ServiceStack authentication request fails

Question

I am trying to set up authentication with my ServiceStack service by following this tutorial.

My service is decorated with the [Authenticate] attribute.

My AppHost looks like this:

public class TestAppHost : AppHostHttpListenerBase
{
    public TestAppHost() : base("TestService", typeof(TestService).Assembly) { }

    public static void ConfigureAppHost(IAppHost host, Container container)
    {
        try
        {
            // Set JSON web services to return idiomatic JSON camelCase properties.
            ServiceStack.Text.JsConfig.EmitCamelCaseNames = true;

            // Configure the IOC container
            IoC.Configure(container);

            // Configure ServiceStack authentication to use our custom authentication providers.
            var appSettings = new AppSettings();
            host.Plugins.Add(new AuthFeature(() =>
                new AuthUserSession(),  // use ServiceStack's session class but fill it with our own data using our own auth service provider
                new IAuthProvider[] { 
                    new UserCredentialsAuthProvider(appSettings)
                }));
        }
   }

where UserCredentialsAuthProvider is my custom credentials provider:

public class UserCredentialsAuthProvider : CredentialsAuthProvider
{
    public override bool TryAuthenticate(IServiceBase authService, string userName, string password)
    {
        try
        {
            // Authenticate the user.
            var userRepo = authService.TryResolve<IUserRepository>();
            var user = userRepo.Authenticate(userName, password);

            // Populate session properties.
            var session = authService.GetSession();
            session.IsAuthenticated = true;
            session.CreatedAt = DateTime.UtcNow;
            session.DisplayName = user.FullName;
            session.UserAuthName = session.UserName = user.Username;
            session.UserAuthId = user.ID.ToString();
        }
        catch (Exception ex)
        {
            // ... Log exception ...
            return false;
        }
        return true;
    }
}

In my user tests I initialize and start my TestAppHost on http://127.0.0.1:8888, then use JsonServiceClient to authenticate itself to the service like so:

var client = new JsonServiceClient("http://127.0.0.1:8888/")
var response = client.Send<AuthResponse>(new Auth 
{ 
    provider = UserCredentialsAuthProvider.Name,
    UserName = username, 
    Password = password,
    RememberMe = true
});

But getting the following exception:

The remote server returned an error: (400) Bad Request.
   at System.Net.HttpWebRequest.GetResponse()
   at ServiceStack.ServiceClient.Web.ServiceClientBase.Send[TResponse](Object request)...

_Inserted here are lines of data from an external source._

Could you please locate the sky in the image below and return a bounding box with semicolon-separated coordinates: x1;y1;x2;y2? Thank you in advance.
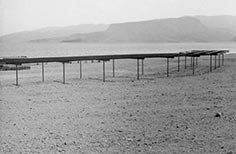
0;0;236;35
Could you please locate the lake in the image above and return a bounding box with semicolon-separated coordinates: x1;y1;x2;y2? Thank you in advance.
0;42;236;57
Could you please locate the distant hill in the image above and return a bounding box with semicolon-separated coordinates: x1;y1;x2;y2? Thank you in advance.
63;17;234;42
0;24;109;42
0;16;236;43
195;15;236;35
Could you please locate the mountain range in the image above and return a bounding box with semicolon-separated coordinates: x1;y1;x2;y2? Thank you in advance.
0;15;236;43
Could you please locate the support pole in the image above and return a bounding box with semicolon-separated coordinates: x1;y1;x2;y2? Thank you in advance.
112;59;115;78
42;63;44;82
102;60;106;82
178;56;180;72
167;58;169;77
218;54;220;67
190;57;193;67
142;59;144;75
79;61;82;79
62;62;66;84
210;55;212;72
16;64;19;86
215;55;216;69
184;56;187;69
222;54;225;66
137;59;139;80
192;57;195;75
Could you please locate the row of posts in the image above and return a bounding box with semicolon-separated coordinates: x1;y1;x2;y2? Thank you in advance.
16;54;224;85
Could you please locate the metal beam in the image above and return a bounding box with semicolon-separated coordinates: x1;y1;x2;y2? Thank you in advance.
215;55;216;69
79;61;82;79
142;59;144;75
178;56;180;72
16;64;19;86
167;58;169;77
42;63;44;82
218;54;220;67
222;54;225;66
112;59;115;77
102;60;106;82
62;62;66;84
184;56;187;69
210;55;212;72
137;59;139;80
192;57;195;75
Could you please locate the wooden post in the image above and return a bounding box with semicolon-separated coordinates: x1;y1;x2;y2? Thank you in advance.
192;57;195;75
137;59;139;80
142;59;144;75
62;62;66;84
42;63;44;82
184;56;187;69
210;55;212;72
112;59;115;77
215;55;216;69
79;61;82;79
178;56;180;72
102;60;106;82
16;64;19;86
167;58;169;77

The ServiceStack.ServiceInterface.Auth.Auth request contains the correct username and passsword, and the request is being posted to:

http://127.0.0.1:8888/json/syncreply/Auth

I am not sure why the URL is not /json/auth/credentials or what I might be doing wrong. Any suggestions?

---

UPDATE

Tracing the chain of events up the stack I found the following:

JsonDataContractSerializer.SerializeToStream correctly serializes the Auth request into Json. However, the System.Net.HttpRequestStream passed to JsonDataContractDeserializer by EndpointHandlerBase has a stream of the correct length that is filled with nulls (zero bytes). As a result, the request object passed to CredentialsAuthProvider.Authenticate has nulls in all its properties.

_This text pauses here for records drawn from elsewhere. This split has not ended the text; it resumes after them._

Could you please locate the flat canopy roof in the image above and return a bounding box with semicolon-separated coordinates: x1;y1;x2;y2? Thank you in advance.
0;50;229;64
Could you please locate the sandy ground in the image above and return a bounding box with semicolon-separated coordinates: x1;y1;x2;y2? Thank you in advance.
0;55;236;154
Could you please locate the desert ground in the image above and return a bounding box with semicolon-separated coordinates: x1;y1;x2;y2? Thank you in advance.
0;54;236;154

How can the HTTP stream get stripped of its data?

Answer 1

Got it!!!

The problem was the following pre-request filter that I added for logging purposes in TestAppHost.Configure:

        PreRequestFilters.Add((httpReq, httpRes) =>
        {
            LastRequestBody = httpReq.GetRawBody();
        });

as seen here.

When the GetRawBody() method reads the request InputStream it leaves it in the EOS state, and all subsequent read attempts return nothing.

So obviously GetRawBody() can only be safely used with buffered streams, but unfortunately it quietly causes a very nasty bug instead of throwing an exception when used with a non-buffered stream.